The mild weather has revealed old oak leaves and acorns all over the ground on the trail by the brook, as well as the back of our yard. The trees in our yard are young, but there are many old ones in the neighborhood. In the fall there were literally thousands of acorns underfoot all along the streets and the trail. It got me thinking about acorns as a food source–roasted and ground into flour.
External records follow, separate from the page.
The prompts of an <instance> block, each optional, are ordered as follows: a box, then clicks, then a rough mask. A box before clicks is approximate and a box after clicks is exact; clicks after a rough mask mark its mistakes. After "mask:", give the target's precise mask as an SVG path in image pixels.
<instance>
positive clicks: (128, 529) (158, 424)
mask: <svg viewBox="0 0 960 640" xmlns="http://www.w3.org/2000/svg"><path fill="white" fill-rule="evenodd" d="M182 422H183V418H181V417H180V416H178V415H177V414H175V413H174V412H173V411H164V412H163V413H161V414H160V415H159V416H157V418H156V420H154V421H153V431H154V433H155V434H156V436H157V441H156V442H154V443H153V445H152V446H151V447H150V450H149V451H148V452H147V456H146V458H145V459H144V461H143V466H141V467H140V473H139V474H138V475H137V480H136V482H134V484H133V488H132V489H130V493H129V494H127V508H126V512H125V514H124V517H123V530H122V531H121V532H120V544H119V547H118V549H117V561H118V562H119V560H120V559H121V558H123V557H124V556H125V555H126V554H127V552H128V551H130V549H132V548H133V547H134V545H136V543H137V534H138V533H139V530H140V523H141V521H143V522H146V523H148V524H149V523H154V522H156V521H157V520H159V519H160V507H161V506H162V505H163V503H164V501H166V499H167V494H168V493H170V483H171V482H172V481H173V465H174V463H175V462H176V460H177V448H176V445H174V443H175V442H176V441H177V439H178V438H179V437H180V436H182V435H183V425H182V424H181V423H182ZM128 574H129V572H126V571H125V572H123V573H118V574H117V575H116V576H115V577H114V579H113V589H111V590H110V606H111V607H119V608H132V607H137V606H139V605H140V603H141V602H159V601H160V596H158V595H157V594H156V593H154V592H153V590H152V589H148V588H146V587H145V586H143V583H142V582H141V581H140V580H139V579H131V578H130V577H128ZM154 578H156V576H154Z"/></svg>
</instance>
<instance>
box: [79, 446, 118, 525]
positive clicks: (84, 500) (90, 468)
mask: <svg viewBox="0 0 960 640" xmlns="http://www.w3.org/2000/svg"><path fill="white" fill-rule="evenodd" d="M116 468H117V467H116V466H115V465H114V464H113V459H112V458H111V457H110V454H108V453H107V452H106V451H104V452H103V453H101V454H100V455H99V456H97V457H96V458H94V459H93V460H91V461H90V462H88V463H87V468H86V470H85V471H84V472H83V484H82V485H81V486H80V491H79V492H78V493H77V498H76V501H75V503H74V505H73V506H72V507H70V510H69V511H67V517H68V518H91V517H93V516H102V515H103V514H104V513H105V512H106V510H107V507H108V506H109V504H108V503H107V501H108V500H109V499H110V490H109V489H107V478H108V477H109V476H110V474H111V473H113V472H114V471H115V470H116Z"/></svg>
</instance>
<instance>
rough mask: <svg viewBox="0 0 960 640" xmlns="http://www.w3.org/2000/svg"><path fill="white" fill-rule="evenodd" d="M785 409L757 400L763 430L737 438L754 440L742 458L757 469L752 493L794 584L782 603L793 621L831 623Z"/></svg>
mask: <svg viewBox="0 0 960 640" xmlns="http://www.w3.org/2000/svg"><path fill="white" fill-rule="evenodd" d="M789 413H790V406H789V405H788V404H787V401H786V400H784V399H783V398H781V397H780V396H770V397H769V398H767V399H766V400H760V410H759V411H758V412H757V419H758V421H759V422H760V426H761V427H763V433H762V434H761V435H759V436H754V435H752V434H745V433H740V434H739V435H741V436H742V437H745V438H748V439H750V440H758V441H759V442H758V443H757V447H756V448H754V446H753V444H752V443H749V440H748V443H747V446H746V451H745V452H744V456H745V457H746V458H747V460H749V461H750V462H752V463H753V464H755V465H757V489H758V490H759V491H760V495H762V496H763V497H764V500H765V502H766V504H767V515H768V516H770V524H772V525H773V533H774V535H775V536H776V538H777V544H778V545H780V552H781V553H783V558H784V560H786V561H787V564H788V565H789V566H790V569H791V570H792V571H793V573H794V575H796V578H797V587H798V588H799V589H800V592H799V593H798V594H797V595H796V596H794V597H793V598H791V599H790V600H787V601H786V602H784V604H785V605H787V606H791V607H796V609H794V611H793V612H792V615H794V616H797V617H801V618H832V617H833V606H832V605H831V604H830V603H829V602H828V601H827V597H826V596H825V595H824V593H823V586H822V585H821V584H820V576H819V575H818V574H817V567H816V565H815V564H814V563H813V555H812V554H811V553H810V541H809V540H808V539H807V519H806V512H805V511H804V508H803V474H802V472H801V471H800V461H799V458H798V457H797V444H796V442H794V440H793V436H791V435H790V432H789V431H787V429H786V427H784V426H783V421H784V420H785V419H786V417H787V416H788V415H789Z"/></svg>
Unfortunately, I finally learned that all of these neighborhood acorns are from the northern red oak, whose Wabanaki name referred to its bitter acorn. Acorns from the white oak and the burr oak were much preferred for eating because they are sweeter. Still, I am thrilled to know their names. All this from the book Notes on a Lost Flute, by Kerry Hardy, including a helpful diagram of the shape of each type of leaf and acorn. After seeing the pictures, I paid attention to all the oak leaves along my walk–all red oak. Simply put, the red oak leaves have pointed edges, while the white oaks have rounded lobes. Sometimes it helps to simplify–there are actually about 600 oak species overall, and 8 in Maine.
Researching further, I learned in A Short History of Trees in Portland, that there are stands of white oak in Baxter Woods and Deering Oaks park. Now I am delighted to imagine walking there in the spring to see if I can find those trees. In the meantime, another storm is on the way, and it will soon all be covered again in a foot of snow.